# Why is everyone pushing so hard for leasing vs. just letting me rent?



## nycstreetllegends (Nov 21, 2014)

I'd rather just rent, but everyone it seems wants me to lease... except me... what are the benefits to someone that leases their vehicle vs renting it?


----------



## DjTim (Oct 18, 2014)

nycstreetllegends said:


> I'd rather just rent, but everyone it seems wants me to lease... except me... what are the benefits to someone that leases their vehicle vs renting it?


Can you define what you mean by rent?


----------



## DriversOfTheWorldUnite (Nov 11, 2014)

Renting means you're not on the hook for X number of months. Leasing means you are. Of course everyone's pushing it on you. That's the only real difference.


----------



## Fauxknight (Aug 12, 2014)

Without the guarantee of a lease a rented vehicle is charged for at a much higher price. The makes sense as with rentals you have downtime where the vehicle is not collecting money and it is more difficult to keep it from devaluating with soo many different drivers tending to do very bad things to it.

So a lease is simply a long term guaranteed rental. Price is lower, number of users lower, and you usually have a buy out option at the end of a lease. Haven't seen a place do RTO (rent to own) with cars outside of a lease agreement.
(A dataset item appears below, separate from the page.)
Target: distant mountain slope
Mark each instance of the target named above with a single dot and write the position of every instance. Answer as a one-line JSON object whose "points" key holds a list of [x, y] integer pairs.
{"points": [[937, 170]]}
A loan or outright purchase tends to be far cheaper than a rental or a lease, even with mediocre credit. A purchase can also often be treated like a leashed vehicle, traded in every few years for something else. As long as you make sure not to fall behind in the value/equity/outstanding loan area, then this is usually still a better option then a lease...leases are less likely to fall behind because their payments are specifically set to cover short term devaluation, but this means higher payments (in otherwords if you are falling behind on a loan in the owed vs value area that means you are pocketing money that should have been spent on the loan to begin with, so it's usually your own fault).


----------



## JaxBeachDriver (Nov 27, 2014)

Can you Uber in a rental? I guess you'd be adding a new vehicle every day/week.


----------



## JaxBeachDriver (Nov 27, 2014)

But you don't have the registration, or the insurance card with the car's vin.


----------



## MiamiFlyer (Sep 22, 2014)

JaxBeachDriver said:


> Can you Uber in a rental? I guess you'd be adding a new vehicle every day/week.
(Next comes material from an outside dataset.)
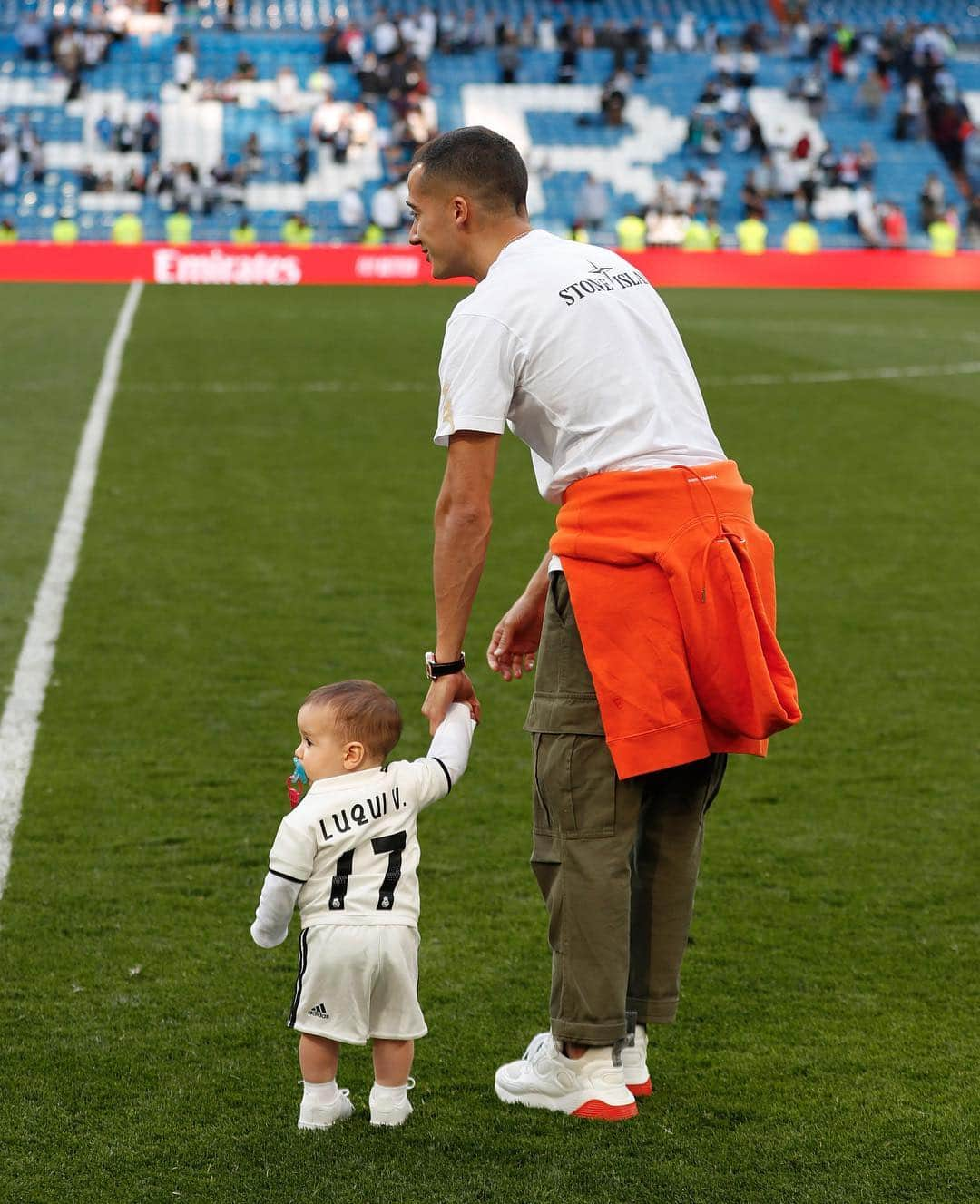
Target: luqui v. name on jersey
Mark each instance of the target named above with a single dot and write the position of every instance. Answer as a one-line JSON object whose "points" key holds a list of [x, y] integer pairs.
{"points": [[353, 843]]}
When they talk about renting in NYC, they are not discussing hertz or avis type rentals. The TLC requires specific eegistration for FHVs. There are agencies and individuals who rent the TLC vehicles out to TLC licensed drivers and usually includes insurance. The driver then gets listed appropriately on the insurance. Hertz/Avis/Enterprise are not permitted per uber.


----------



## JaxBeachDriver (Nov 27, 2014)

MiamiFlyer said:


> When they talk about renting in NYC, they are not discussing hertz or avis type rentals. The TLC requires specific eegistration for FHVs. There are agencies and individuals who rent the TLC vehicles out to TLC licensed drivers and usually includes insurance. The driver then gets listed appropriately on the insurance. Hertz/Avis/Enterprise are not permitted per uber.


I had no idea. Thank you!


----------



## CLAkid (Oct 23, 2014)

Leasing would generally be expensive since the mileage on a leased car will be very high. Better to buy outright or finance and not worry about the miles.


----------



## UberLuxbod (Sep 2, 2014)

With a rental you are providing the owner with an income and profit margin.
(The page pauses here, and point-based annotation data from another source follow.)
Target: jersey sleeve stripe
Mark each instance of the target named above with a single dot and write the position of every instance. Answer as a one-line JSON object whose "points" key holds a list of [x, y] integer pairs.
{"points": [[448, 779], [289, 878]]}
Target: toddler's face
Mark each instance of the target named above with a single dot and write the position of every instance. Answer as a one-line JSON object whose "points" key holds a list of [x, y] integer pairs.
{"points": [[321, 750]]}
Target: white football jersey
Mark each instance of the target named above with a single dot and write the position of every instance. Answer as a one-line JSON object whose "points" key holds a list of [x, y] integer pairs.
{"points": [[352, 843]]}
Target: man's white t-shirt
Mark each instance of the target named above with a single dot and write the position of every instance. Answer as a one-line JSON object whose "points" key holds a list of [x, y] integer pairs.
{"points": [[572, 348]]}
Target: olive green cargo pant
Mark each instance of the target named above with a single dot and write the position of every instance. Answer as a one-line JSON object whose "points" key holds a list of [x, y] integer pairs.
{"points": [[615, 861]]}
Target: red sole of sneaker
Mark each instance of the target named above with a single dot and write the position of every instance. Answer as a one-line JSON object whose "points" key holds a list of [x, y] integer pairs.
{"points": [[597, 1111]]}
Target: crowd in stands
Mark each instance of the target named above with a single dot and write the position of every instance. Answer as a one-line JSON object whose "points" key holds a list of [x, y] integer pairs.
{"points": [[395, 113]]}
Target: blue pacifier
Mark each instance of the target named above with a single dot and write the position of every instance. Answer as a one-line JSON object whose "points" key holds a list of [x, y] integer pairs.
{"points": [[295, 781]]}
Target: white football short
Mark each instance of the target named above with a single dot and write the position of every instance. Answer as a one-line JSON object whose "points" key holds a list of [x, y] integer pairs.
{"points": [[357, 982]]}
With a lease you are financing the depreciation of the asset you are using.

Many London Cabbies and Private Hire are happy to rent.

If renting suits your situation then why change.

But buying or leasing will always be cheaper.


----------



## mofouber (Jan 17, 2015)

All good on renting. But, who is liable? 
If you don't tell the rental company that you are using their car for commercial activities, you will be sued , by the rental co.


----------